Exótica. Ésa es la palabra que provoca Dalila. Dueña de una elegancia atemporal, que los franceses bautizaron charme, su sola presencia atrae naturalmente la mirada. Tiene ese “no sé qué” que lleva a pensar que uno está en presencia de un personaje intimidante. Sin embargo, detrás de su muralla estética, es la antítesis absoluta de cualquier prejuicio que se pueda tener acerca de uno de los íconos de la vanguardia pop de los años sesenta en nuestro país. Sus ondas llegaron hasta el Río de la Plata y su laboratorio fue el Instituto Di Tella, tierra fértil de los renombrados happennigs, del desparpajo, de las vestimentas exóticas y del vértigo imaginativo. Allí Dalila pronto se ganó el privilegio de ser una de las pocas “chicas” que, junto a Marta Minujín, formaron parte de este verdadero fenómeno cultural en el arte argentino, a la altura de las nuevas tendencias del arte internacional. Allí nacieron sus famosas doble plataformas. Arte-objeto o arte en progreso, su obra se exponía en las paredes del Instituto y en las vidrieras de las zapaterías Grimoldi, listas para ser usadas. Ésta y muchas otras de sus creaciones le valieron la distinción de ser una de las pocas artistas argentinas que figuran en el Benezit, el diccionario internacional dedicado al arte, y el galardón “Grandes Maestros” del último Arte BA. Pero en ella no hay divismos, ni esnobismos presuntuosos, ni estridencias modernistas, sino la voz de la lucidez que surge de los verdaderos artistas. Es ella misma su única obra “en progreso” que tiene espacio en las salas del Malba, el lugar elegido para el encuentro con Sophia. Un saco Givenchy auténtico, una camisa blanca “de años” pero a la moda, un pantalón de corte impecable y unas botinetas que amenazan tanta sobriedad marcan el ensamble perfecto para esta tarde de un verano atípico, con temperaturas de otoño. Serena, pero verborrágica, Dalila opina con pasión sobre el arte, la cultura, la moda y la elegancia, sus temas fetiche.
Diseñó papelería en la Galería del Este, tejidos para Madame Frou Frou, vestuarios para personajes tan eclécticos como Libertad Leblanc o Antonio Gasalla, delantales de cocina hechos por artesanos del Teatro Colón para Pinky, proyectos de arquitectura de interiores para espacios tan disímiles como el Adrogué Plaza Shopping o la peluquería-spa de Alberto Sanders.

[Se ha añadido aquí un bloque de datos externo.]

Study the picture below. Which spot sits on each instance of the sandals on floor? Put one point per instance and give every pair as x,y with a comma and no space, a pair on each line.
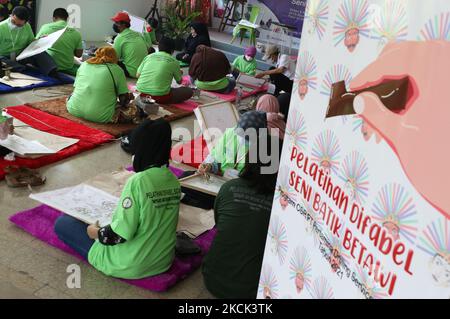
23,177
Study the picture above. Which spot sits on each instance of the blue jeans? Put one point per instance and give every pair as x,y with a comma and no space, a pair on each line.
73,233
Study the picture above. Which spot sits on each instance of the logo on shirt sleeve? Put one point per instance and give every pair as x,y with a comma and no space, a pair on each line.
127,203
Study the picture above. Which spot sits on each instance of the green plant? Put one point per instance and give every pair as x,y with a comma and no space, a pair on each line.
178,20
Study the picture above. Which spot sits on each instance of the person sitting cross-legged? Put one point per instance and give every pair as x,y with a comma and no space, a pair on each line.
140,241
156,73
16,35
67,46
100,91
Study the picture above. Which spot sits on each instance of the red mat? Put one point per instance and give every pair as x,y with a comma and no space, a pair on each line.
192,153
89,138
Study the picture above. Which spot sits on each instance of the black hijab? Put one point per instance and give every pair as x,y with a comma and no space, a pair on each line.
202,38
152,142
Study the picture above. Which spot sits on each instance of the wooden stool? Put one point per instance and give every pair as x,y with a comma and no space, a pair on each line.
229,13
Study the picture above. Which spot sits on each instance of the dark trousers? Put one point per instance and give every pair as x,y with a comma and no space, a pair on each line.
281,82
43,62
73,233
180,56
124,68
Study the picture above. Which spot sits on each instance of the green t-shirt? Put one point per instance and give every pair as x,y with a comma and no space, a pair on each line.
213,85
14,40
244,66
94,97
63,50
230,152
232,267
156,74
131,49
150,38
147,217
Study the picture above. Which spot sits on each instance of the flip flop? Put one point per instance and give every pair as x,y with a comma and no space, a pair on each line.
23,177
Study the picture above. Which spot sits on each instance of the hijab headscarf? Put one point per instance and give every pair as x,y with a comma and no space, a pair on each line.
251,120
209,65
104,55
202,38
151,145
275,121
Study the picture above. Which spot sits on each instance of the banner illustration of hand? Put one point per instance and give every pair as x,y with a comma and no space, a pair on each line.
419,135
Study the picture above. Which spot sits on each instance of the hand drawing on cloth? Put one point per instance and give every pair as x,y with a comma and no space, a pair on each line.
417,129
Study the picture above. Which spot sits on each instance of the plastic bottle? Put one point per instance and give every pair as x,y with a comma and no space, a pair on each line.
239,97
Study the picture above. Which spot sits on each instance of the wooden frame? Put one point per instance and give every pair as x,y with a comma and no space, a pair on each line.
199,183
220,115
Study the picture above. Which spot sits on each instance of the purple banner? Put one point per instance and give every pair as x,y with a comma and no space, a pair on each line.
288,12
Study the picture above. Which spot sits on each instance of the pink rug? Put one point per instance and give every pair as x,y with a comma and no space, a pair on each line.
39,223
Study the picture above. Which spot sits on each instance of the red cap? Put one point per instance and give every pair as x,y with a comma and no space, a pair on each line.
121,17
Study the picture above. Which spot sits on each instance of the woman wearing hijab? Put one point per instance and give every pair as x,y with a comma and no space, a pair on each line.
275,120
228,157
100,82
199,36
209,69
140,241
242,211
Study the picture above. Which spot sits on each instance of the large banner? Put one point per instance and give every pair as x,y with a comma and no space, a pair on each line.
289,13
362,205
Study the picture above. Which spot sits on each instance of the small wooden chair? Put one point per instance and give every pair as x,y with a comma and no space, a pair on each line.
231,8
242,28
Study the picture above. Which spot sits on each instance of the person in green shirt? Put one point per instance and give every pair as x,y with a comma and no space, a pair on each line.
67,46
150,32
242,210
15,36
156,73
129,45
209,69
245,63
100,82
140,241
229,154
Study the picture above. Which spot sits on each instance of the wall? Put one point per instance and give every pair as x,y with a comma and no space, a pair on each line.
95,15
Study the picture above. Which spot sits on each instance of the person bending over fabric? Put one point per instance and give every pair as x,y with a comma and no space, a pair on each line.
98,85
232,267
67,46
15,36
4,14
245,63
150,32
199,36
209,69
282,76
156,73
130,46
228,156
140,241
275,120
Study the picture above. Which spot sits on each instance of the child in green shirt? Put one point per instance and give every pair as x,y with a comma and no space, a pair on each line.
245,63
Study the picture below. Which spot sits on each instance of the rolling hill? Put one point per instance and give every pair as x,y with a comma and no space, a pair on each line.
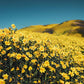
71,27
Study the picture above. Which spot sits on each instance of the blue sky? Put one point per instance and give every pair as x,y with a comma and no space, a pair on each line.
24,13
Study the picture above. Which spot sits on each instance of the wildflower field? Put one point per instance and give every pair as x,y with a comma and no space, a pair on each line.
40,58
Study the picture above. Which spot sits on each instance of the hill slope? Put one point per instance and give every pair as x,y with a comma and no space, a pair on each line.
72,27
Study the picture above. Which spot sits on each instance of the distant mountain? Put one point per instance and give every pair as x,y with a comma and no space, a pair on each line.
71,27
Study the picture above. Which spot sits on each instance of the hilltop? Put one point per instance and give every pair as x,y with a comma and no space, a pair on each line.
71,27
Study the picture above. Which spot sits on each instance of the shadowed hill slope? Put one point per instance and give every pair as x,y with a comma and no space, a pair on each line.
71,27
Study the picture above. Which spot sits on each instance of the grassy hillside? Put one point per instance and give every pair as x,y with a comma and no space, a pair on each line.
28,57
72,27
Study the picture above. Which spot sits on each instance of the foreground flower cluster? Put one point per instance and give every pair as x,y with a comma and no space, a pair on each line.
33,61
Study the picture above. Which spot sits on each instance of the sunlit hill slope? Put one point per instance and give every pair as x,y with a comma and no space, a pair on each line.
71,27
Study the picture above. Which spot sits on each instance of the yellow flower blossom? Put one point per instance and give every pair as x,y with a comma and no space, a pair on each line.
5,76
42,70
30,68
18,56
2,81
7,43
13,26
12,69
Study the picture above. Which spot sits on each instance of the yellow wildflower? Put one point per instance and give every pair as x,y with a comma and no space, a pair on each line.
10,79
23,70
13,26
18,56
2,81
5,76
30,68
3,52
35,82
42,70
1,70
25,66
12,69
7,43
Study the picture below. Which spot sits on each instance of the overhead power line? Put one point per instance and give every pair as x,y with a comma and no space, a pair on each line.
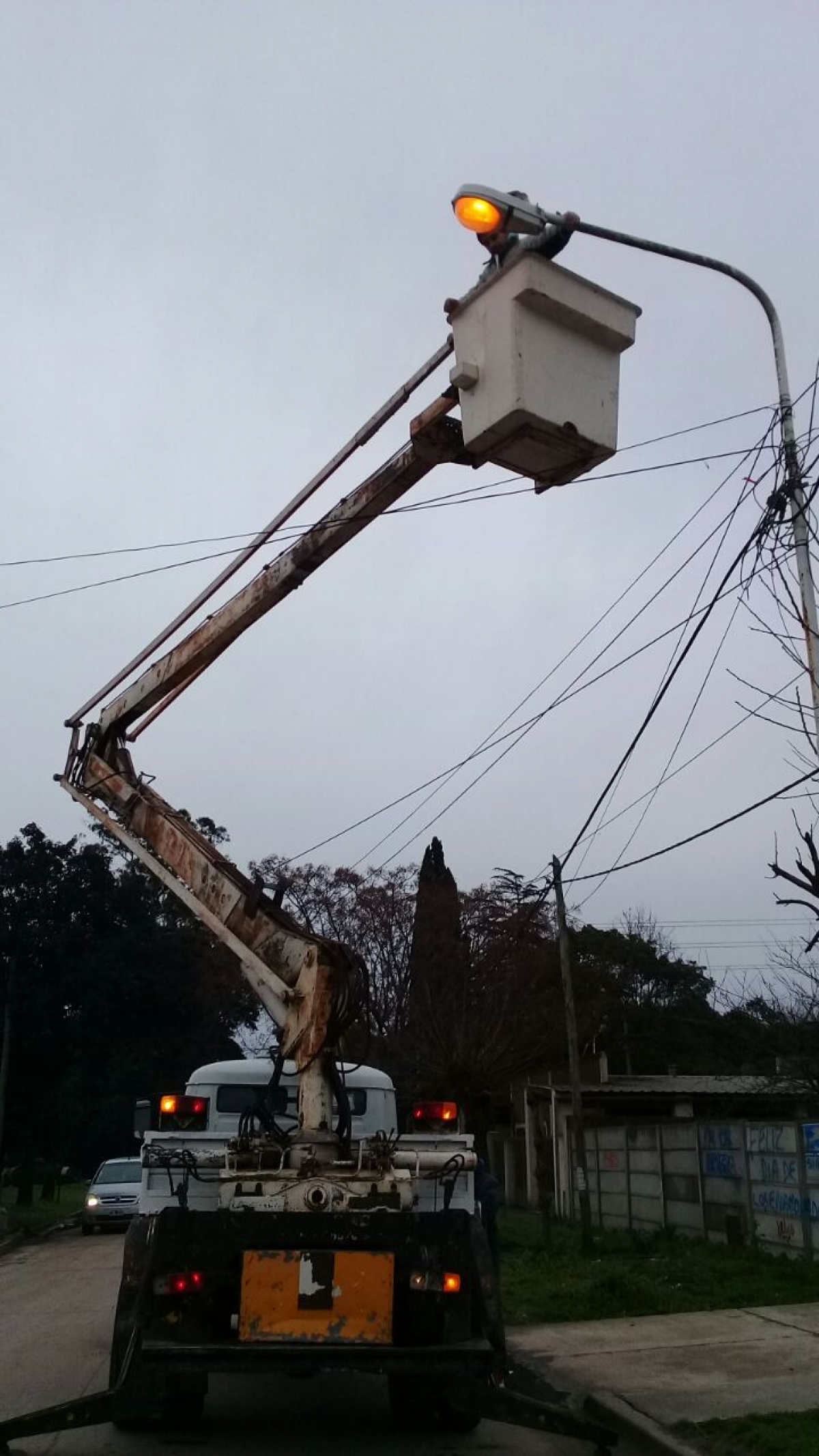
466,497
702,833
296,530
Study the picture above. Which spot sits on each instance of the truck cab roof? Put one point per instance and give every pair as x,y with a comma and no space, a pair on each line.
259,1070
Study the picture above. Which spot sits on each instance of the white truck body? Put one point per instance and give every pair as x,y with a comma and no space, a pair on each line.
231,1087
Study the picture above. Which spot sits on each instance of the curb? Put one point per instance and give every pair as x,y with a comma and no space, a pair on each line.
632,1421
18,1236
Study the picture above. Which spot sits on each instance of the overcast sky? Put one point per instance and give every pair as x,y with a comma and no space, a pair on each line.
226,238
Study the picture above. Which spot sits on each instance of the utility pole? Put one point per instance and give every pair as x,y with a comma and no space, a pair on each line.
527,217
581,1167
6,1046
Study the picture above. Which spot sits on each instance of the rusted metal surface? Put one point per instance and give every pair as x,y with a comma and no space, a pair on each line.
316,1296
296,975
289,571
361,437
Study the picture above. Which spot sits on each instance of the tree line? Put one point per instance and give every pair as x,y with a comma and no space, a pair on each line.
109,990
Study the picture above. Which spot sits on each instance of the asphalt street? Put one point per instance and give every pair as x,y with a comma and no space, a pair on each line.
56,1314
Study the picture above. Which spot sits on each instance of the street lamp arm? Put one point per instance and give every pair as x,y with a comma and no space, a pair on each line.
702,261
798,502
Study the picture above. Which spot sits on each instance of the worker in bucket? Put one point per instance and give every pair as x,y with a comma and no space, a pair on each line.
502,246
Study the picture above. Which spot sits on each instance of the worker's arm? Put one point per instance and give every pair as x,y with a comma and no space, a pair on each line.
551,239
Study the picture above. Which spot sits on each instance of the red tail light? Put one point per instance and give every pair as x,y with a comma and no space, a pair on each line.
184,1111
188,1282
435,1113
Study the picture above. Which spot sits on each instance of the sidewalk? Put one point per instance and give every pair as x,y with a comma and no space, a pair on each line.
687,1367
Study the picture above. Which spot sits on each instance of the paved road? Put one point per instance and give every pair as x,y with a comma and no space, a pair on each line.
689,1367
56,1315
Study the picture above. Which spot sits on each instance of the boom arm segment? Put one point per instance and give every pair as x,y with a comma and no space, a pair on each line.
311,986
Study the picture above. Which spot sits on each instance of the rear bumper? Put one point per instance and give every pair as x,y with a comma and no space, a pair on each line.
466,1362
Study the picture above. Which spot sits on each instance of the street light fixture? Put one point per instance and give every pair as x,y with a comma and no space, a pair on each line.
518,214
485,210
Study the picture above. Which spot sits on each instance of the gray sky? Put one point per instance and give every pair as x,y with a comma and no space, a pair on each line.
226,238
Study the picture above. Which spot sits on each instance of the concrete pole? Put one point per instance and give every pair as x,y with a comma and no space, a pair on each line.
581,1167
798,506
6,1046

También, sombreros para Dior, platos, accesorios, tapices, telas. “Siempre me encantaron las interdisciplinas. La cocina, la arquitectura, el packaging, la decoración, el periodismo y la moda. Soy como un ama de casa perfecta, aunque la imagen que la gente tiene de mí es la de una mujer que jamás va a un supermercado, que está quietita sin hacer nada”.
–Naciste con el nombre de Delia y en tu carrera artística lo cambiaste por el de Dalila. ¿Cómo fue ese proceso de conversión?
–Nací Delia y me bautizaron Dalila porque decían que el nombre me quedaba chico. Pero Dalila siempre estuvo. Soy la hija menor de una típica familia de inmigrantes italianos de clase media. Mi abuelo era paisajista y un artesano que hacía unos collages maravillosos. Hizo el jardín de la Chacarita y el de la Italo Argentina. Mi papá, Armando, era ingeniero y dibujante, un gran industrial, que desplegaba los planos de sus inventos sobre la mesa de la cocina. Eva, mi mamá, era ama de casa, pero había estudiado corte y confección y hacía una ropa divina. Era distinta de las otras mamas; siempre se vestía genial. Desde chiquita, apenas salía de la cama me ponía a dibujar. Mis carpetas me ayudaban a pasar las materias. Era obsesivamente prolija y súper concentrada. Siempre tuve vocación de artista. Tanto me gustaba que en tercer año quise dejar el colegio para estudiar artes plásticas, pero no me dejaron.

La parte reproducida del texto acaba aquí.